Intimal neovascularization is well described in native heart atherosclerosis, thought to be mediated by hypoxia-inducible factor 1-α (HIF-1α) activation in response to hypoxemia of the thickened intimal [13]. IN development in cardiac allograft vasculopathy may similarly result after initial intimal thickening resulting from immune-mediated endothelial insults. Ichibori et al. report a steep increase in intimal neovascularization in the early post-transplant phase, 8 weeks to 12 months after cardiac transplantation, suggesting that neovascularization may be mediated by an inflammatory post-transplant milieu [6]. Importantly, there is evidence to implicate neovessels in propagating vasculopathy, challenging their presence solely as markers of disease or as a compensatory response to endothelial disease. One proposed mechanism of neovessel-mediated plaque growth in ischemic atherosclerotic disease is through the creation of a pathway for leukocyte recruitment and lipid leak into intimal plaque which leads to a cascade of inflammatory immune responses with intimal proliferation [13]. Neovascularization has been directly linked to plaque progression and vulnerability in native atherosclerosis [14-15]. Further, in a rat model of cardiac transplant, administration of a regimen of TNP-470, an angiogenesis inhibitor, in conjunction with cyclosporine post-transplant, interrupted progression of CAV [16]. The identification of neovessels during surveillance imaging may thus provide both prognostic information as well as therapeutic targets in cardiac transplant patients [17].

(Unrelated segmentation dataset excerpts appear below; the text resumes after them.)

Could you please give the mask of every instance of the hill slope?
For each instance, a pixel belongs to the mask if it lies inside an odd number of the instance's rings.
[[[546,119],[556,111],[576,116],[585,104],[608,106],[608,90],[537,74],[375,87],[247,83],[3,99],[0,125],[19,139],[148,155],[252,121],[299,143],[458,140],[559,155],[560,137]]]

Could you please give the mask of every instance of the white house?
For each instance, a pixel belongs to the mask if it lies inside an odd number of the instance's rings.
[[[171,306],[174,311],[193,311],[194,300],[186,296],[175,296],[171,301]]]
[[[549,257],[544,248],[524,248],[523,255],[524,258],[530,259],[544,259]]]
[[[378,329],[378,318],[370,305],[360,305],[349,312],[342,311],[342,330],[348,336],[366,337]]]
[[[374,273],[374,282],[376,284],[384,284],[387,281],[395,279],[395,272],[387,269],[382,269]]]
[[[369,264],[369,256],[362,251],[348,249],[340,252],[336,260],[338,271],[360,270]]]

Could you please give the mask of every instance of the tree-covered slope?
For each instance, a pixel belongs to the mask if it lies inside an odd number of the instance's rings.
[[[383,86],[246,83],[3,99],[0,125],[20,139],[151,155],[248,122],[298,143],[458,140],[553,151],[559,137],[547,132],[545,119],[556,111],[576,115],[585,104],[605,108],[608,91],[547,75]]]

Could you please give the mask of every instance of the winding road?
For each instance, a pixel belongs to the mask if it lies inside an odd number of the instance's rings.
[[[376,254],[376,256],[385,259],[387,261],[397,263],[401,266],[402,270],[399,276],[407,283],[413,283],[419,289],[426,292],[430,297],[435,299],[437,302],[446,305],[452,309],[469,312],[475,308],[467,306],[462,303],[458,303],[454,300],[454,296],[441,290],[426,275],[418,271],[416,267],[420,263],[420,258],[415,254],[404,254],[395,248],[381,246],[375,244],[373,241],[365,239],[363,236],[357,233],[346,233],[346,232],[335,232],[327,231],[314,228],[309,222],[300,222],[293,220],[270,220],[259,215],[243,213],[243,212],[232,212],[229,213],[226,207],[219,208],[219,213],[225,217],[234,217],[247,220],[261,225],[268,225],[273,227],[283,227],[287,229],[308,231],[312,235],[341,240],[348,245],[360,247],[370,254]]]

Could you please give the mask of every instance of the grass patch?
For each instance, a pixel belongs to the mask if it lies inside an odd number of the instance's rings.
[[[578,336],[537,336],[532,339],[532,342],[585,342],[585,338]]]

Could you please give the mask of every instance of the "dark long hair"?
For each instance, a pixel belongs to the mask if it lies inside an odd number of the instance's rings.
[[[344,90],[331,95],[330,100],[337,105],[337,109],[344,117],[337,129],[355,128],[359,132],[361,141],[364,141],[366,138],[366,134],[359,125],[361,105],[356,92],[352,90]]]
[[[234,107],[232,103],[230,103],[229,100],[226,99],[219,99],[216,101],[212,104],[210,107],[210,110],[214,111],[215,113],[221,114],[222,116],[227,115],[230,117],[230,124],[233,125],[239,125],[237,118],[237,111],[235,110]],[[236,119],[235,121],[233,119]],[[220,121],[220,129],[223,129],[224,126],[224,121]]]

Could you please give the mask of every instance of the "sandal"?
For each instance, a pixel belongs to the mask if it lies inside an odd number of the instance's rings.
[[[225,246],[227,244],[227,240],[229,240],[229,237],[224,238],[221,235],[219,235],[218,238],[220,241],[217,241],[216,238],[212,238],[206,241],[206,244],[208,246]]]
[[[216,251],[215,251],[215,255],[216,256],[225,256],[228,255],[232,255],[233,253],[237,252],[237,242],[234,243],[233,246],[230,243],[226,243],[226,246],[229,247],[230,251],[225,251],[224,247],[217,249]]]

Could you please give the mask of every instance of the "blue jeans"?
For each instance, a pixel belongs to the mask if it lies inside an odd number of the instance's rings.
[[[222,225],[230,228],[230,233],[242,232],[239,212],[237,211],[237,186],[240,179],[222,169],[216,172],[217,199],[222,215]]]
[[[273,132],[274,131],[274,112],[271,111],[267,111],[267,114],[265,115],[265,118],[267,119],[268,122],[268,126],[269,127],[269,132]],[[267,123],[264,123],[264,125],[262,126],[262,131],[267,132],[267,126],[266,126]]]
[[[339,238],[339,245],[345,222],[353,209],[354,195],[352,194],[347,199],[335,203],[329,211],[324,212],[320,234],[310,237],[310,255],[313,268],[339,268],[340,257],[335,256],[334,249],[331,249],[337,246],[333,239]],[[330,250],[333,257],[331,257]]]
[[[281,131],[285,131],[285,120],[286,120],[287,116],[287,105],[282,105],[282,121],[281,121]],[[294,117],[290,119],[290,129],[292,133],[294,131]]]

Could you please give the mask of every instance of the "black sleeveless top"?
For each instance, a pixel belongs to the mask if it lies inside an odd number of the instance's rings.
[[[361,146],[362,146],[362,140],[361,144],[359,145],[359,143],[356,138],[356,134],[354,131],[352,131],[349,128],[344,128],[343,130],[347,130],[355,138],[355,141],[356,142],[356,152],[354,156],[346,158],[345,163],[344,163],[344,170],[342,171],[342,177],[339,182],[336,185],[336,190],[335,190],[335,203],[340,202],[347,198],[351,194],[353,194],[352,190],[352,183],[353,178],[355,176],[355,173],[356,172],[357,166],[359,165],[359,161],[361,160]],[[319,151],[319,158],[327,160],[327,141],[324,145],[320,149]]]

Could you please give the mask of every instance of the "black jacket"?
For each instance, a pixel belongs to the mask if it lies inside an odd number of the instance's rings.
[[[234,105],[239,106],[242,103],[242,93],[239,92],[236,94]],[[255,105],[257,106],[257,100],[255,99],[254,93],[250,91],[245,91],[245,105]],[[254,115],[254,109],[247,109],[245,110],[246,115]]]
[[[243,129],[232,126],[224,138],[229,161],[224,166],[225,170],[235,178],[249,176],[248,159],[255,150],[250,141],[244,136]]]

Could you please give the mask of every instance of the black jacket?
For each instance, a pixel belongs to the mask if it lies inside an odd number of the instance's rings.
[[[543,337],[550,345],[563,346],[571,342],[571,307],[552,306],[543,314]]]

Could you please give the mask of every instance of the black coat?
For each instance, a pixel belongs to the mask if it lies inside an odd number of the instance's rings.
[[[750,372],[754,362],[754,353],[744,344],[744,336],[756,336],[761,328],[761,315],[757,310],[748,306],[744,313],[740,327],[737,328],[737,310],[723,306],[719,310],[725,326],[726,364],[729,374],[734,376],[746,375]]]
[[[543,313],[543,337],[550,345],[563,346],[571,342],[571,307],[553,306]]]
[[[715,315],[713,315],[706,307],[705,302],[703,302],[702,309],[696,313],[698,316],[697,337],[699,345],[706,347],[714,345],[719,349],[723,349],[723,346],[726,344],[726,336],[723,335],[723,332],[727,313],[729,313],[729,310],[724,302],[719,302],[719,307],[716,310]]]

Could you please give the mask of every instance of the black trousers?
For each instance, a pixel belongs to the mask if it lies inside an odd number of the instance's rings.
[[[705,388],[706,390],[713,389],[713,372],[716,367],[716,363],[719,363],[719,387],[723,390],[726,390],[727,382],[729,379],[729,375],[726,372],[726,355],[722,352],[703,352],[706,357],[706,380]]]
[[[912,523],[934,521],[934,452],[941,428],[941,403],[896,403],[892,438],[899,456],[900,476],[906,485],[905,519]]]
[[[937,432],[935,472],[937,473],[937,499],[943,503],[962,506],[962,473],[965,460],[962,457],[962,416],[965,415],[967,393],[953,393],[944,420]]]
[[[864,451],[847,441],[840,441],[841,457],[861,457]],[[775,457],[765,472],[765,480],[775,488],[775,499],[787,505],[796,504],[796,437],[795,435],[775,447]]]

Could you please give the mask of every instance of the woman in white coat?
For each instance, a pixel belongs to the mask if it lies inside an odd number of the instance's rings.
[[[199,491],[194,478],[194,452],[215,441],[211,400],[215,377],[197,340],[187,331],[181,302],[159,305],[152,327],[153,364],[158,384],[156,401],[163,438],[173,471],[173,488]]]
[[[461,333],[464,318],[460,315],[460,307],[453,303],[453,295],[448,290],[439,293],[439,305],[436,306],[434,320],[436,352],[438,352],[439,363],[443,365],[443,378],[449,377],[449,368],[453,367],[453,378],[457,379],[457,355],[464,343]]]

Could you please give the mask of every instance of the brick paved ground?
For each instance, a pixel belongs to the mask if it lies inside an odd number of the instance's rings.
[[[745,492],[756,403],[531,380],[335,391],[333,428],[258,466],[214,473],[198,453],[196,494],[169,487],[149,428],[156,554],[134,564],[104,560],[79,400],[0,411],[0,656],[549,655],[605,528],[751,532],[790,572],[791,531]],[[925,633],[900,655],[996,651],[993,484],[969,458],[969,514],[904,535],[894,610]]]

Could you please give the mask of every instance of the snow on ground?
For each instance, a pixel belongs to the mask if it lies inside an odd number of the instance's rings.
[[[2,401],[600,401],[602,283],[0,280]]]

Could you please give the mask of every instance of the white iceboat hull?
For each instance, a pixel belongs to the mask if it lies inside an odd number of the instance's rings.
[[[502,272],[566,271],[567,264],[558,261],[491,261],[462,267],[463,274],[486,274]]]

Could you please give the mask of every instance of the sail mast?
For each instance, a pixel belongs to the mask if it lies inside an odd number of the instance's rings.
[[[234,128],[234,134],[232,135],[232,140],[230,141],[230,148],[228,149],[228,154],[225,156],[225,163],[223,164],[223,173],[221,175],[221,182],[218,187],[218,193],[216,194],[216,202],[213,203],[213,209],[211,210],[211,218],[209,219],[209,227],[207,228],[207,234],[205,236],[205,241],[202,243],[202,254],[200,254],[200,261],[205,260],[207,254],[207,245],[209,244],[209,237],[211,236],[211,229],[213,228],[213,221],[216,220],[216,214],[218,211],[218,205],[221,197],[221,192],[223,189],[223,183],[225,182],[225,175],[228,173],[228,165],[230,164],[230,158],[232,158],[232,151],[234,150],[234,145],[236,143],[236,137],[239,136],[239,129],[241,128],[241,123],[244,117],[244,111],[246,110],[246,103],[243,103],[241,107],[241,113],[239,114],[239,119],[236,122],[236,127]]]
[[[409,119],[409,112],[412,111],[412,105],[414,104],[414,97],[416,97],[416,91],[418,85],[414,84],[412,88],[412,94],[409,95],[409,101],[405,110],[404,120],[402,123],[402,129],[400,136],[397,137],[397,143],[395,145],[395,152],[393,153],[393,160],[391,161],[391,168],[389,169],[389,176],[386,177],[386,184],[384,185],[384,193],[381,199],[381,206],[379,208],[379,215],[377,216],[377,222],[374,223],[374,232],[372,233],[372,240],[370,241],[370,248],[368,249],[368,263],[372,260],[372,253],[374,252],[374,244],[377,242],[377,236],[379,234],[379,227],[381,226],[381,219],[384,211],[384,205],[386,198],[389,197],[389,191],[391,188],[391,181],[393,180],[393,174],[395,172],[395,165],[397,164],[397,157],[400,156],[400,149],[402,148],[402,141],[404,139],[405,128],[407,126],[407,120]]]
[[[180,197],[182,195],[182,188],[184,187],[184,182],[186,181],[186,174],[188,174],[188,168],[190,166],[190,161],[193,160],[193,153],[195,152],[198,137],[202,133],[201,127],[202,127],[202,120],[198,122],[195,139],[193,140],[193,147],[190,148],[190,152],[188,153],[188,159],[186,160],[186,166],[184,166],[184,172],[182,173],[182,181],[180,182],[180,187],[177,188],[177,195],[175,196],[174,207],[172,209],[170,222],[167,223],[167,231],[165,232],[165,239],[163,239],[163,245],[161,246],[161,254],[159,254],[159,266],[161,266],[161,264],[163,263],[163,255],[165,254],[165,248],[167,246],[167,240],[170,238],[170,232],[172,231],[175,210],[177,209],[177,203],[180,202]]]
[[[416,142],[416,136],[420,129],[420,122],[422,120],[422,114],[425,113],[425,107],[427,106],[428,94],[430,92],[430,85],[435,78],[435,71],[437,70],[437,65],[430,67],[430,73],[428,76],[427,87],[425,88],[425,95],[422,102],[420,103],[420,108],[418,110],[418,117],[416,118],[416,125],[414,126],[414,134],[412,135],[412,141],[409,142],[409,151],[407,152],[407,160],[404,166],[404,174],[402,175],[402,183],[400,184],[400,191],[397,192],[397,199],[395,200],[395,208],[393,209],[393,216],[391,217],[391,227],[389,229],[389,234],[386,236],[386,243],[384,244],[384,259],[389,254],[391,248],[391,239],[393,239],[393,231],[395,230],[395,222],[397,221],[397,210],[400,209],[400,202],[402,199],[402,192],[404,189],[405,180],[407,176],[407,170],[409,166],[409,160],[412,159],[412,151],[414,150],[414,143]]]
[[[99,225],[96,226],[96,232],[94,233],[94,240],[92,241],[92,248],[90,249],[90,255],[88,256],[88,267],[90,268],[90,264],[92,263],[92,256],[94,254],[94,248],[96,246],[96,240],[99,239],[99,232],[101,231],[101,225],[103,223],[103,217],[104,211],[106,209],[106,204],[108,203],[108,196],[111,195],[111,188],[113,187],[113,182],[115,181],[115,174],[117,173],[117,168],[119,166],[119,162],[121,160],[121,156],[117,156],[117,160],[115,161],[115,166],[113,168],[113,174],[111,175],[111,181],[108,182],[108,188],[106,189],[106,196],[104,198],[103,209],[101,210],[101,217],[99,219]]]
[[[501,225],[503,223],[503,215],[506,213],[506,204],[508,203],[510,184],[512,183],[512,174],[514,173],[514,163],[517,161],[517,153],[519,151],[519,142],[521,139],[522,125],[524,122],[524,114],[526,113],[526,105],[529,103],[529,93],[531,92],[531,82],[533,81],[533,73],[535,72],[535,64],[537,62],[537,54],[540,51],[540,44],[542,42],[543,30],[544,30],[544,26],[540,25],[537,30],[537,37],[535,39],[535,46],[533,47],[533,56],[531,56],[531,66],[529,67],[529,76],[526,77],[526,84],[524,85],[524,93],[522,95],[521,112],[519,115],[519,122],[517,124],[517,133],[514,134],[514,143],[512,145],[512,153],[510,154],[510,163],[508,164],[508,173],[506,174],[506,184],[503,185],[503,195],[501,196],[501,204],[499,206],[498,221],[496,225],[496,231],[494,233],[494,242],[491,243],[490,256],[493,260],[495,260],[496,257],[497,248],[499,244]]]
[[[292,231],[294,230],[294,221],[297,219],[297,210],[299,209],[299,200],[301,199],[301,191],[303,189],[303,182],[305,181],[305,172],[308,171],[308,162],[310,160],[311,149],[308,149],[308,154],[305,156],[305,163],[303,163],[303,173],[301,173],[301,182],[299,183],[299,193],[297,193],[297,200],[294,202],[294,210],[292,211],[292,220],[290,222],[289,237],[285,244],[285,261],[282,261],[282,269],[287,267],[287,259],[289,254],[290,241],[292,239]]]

Our study is limited by a relatively small series of patients and the observational nature of the investigation. Baseline OCT evaluations were not available for all subjects, thus pre-existing donor INs and intimal thickening could not be accounted for. Long-term clinical follow-up data was not available; therefore, the prognostic implications of observing INs outside of a link to the development of CAV could not be commented upon. Finally, we could not account for the impact of included subjects having divergence of immune-suppressive regimens over time.

Conclusions

In conclusion, INs are prevalent in cardiac transplant recipients and are significantly associated with CAV and intimal thickening as well as demographic features linked with unfavorable outcomes post-transplant. Further elucidation of the prognostic role of INs in CAV, as well as their role in the propagation of immune-mediated graft failure, may provide a therapeutic target for this disease process. Prospective serial evaluations would provide insight regarding timing and pathophysiology of the development of INs.